[CentOS-virt] What is the purpose setting console=hvc0 in the dom0 grub config?
jerryubi at gmail.com
Wed May 17 15:20:33 UTC 2017
On Wed, May 17, 2017 at 2:39 AM, George Dunlap <dunlapg at umich.edu> wrote:
> On Wed, May 17, 2017 at 4:26 AM, Jerry <jerryubi at gmail.com> wrote:
> > I always disable "rhgb quiet" on a fresh install because I don't like
> > messages being hidden from me, and now this other thing does it. I like
> > details, I need the details, don't hide them from me.
> I feel the same way about 'rhgb quiet'. :-)
> The 'console=hvc0' setting doesn't hide them from you, it just sends
> them somewhere you're not looking.
I'm looking at the system's console during installation. Sending it
somewhere else is hiding it from me.
> On bare metal, the console output can typically go two places:
> 1. The screen
> 2. A serial port
> For server applications serial has several advantages over the screen:
> * You can capture the output to more easily report bugs
> * If you're capturing it you can keep things that would have scrolled
> off-screen, or been erased due to a reboot
> * In a datacenter it's faster, more convenient, and cheaper than an
> IP-based KVM switch
I get what these things are, but not what hvc0 is doing.
This system has built-in IPMI, the installation was done remotely using it.

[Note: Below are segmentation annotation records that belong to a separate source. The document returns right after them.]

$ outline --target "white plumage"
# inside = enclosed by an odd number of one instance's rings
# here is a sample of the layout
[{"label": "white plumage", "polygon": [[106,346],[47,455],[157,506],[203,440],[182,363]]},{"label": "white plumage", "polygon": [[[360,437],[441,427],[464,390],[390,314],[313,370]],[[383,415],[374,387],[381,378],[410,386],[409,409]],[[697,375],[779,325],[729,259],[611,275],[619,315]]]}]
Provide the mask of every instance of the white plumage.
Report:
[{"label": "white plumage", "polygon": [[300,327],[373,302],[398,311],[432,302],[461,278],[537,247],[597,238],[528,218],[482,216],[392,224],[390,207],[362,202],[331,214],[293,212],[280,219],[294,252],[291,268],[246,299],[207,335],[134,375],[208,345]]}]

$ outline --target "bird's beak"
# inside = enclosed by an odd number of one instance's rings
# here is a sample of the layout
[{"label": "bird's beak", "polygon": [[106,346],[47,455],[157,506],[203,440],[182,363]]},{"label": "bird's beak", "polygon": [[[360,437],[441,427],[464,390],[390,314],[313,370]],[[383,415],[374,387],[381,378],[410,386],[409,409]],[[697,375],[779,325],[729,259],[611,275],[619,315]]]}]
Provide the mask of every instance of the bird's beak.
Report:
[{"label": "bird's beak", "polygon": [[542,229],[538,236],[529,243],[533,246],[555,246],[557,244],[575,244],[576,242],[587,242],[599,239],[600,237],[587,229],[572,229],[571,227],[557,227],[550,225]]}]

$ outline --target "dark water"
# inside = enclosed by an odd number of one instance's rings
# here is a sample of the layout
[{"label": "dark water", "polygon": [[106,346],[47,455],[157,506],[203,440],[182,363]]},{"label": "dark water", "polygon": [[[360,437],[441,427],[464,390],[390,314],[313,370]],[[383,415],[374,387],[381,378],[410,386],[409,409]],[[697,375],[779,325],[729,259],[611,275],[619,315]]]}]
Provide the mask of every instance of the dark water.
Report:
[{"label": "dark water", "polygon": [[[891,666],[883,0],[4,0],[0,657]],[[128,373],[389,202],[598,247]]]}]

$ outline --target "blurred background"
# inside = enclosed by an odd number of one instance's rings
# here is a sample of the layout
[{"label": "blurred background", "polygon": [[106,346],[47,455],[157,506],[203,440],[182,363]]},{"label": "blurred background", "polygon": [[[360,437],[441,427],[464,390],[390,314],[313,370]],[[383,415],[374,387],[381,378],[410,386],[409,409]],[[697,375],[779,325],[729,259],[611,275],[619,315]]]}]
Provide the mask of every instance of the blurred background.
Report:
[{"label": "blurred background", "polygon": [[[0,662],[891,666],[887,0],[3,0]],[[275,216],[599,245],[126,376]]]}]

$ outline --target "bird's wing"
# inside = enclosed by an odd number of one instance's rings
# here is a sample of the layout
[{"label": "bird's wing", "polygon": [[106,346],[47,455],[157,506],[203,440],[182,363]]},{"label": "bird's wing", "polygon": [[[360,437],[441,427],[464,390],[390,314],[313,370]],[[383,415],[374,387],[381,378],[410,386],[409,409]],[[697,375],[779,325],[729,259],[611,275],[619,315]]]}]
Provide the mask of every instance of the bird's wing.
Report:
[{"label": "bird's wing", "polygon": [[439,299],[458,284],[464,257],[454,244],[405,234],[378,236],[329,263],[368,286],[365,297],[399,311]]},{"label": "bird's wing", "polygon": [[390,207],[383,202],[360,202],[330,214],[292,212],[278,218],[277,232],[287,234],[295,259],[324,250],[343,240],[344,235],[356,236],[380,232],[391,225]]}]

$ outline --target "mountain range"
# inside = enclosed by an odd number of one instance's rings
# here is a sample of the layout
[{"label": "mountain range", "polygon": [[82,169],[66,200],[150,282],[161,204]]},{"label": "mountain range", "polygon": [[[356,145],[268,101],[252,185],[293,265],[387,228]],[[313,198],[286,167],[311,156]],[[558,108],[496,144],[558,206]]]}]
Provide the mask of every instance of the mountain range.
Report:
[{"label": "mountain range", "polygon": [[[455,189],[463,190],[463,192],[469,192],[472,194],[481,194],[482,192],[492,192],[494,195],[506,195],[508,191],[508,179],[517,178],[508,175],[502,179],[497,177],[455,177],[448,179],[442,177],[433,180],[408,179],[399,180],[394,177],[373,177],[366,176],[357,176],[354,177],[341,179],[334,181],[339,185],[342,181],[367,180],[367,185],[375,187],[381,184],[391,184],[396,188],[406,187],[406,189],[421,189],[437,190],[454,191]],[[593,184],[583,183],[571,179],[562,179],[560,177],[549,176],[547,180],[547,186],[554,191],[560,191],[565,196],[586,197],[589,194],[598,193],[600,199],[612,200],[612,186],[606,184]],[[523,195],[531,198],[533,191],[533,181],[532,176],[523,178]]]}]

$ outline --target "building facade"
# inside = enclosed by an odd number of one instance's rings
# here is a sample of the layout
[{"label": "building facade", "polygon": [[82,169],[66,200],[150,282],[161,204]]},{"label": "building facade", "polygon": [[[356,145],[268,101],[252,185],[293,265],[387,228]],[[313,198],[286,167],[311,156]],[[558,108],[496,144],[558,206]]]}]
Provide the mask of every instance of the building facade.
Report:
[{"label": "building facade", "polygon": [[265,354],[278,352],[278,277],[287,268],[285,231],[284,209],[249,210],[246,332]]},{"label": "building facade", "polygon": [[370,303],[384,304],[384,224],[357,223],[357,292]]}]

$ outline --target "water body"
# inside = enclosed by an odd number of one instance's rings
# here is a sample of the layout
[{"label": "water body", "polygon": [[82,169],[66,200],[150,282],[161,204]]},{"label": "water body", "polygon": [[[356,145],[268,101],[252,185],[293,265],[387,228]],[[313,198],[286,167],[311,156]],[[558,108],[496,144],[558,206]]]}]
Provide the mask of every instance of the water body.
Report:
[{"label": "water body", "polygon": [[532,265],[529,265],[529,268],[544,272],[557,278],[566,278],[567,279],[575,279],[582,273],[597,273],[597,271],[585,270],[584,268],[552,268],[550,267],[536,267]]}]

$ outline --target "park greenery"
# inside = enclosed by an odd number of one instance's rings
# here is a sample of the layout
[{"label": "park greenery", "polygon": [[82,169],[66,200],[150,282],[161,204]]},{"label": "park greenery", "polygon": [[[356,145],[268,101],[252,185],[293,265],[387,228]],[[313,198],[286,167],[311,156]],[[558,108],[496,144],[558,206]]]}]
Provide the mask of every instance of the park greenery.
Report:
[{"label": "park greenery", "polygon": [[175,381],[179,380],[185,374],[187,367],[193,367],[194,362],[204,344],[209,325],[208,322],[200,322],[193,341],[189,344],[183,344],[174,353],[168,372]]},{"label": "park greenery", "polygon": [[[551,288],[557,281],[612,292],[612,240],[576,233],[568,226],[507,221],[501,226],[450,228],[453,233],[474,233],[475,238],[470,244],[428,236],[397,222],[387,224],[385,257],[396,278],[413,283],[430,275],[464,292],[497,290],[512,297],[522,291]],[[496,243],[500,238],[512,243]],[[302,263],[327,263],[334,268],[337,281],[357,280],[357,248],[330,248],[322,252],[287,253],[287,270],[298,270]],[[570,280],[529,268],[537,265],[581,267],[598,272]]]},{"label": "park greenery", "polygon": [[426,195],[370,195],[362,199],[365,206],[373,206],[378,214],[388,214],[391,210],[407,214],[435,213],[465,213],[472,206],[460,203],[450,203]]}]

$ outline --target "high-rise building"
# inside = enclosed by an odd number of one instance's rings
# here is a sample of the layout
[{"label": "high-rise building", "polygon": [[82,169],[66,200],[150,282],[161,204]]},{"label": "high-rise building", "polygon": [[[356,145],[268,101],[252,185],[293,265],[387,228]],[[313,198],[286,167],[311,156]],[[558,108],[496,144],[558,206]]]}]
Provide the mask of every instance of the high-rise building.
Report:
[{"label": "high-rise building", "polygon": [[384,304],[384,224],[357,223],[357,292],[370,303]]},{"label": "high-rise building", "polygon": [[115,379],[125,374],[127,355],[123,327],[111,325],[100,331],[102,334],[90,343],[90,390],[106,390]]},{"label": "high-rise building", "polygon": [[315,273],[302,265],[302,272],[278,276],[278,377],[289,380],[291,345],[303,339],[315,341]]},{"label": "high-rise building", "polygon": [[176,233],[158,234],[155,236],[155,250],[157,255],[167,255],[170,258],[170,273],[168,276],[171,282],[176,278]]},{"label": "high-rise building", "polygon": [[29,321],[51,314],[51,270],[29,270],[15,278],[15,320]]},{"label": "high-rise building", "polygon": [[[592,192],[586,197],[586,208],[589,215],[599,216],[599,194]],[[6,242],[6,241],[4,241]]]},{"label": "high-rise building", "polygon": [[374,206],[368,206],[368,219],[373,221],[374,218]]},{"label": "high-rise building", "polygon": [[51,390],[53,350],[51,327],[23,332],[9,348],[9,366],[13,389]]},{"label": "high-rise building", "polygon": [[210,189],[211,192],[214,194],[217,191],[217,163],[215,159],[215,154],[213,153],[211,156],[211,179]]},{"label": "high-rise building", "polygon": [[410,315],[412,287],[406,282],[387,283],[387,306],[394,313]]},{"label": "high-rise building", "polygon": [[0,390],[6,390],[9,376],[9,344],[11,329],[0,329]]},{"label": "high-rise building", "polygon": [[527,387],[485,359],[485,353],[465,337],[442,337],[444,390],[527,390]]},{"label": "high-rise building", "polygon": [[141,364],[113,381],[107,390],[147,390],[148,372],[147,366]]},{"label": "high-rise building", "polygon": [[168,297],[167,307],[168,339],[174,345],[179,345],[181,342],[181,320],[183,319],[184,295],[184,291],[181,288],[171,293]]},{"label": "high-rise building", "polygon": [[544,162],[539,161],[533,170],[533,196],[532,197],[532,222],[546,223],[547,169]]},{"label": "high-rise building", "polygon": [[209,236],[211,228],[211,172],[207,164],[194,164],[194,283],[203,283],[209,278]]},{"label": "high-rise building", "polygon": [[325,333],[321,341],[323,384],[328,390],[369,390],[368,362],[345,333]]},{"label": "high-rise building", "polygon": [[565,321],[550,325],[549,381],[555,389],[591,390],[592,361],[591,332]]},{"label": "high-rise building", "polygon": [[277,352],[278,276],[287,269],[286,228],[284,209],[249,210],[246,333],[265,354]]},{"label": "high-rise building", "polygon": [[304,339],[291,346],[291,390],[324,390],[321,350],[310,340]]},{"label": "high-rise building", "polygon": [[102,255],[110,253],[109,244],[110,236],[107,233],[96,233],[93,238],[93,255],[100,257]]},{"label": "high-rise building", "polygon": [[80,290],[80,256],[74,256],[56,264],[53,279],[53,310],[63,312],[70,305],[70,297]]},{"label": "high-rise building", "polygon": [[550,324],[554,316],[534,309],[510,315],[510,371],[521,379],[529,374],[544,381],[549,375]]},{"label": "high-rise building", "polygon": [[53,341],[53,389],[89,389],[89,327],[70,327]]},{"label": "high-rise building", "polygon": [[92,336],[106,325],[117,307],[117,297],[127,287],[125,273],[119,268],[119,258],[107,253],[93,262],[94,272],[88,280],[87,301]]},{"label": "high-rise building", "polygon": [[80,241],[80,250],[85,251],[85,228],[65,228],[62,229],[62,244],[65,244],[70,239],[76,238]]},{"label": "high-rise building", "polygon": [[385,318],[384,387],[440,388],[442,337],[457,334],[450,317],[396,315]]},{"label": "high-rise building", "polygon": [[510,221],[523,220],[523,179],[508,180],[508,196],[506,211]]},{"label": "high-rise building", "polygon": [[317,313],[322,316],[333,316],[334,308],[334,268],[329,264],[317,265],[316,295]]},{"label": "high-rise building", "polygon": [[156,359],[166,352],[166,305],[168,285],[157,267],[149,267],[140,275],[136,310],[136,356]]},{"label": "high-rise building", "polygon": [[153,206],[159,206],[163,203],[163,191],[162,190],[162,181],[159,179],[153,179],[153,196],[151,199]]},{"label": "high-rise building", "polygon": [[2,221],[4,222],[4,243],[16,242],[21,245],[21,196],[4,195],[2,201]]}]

> Xen has the same two options above; but when Linux is running as a
> dom0 under Xen, there are three places to put it:
> 1. The screen
> 2. A serial line
> 3. Send it to Xen to put wherever Xen is putting it
> #1 is easy, but #2 is tricky because Xen is likely to be already using
> the serial port you want to use.
> "console=hvc0" is #3.
> What's your Xen command-line look like? The default should be
> "console=com1,tty", so Xen's output should show up both places (and so
> should Linux's if it's set to console=hvc0).
This is what's defined in /etc/default/grub following the install of the
GRUB_CMDLINE_XEN_DEFAULT="dom0_mem=1024M,max:1024M cpuinfo com1=115200,8n1
console=com1,tty loglvl=all guest_loglvl=all"
I didn't set these myself, this is what the xen package (or one of its
dependencies) is doing.
I'm still not clear on why hvc0 is needed, or why it's being set, but what
I do know for sure is it was causing the boot messages to be suppressed.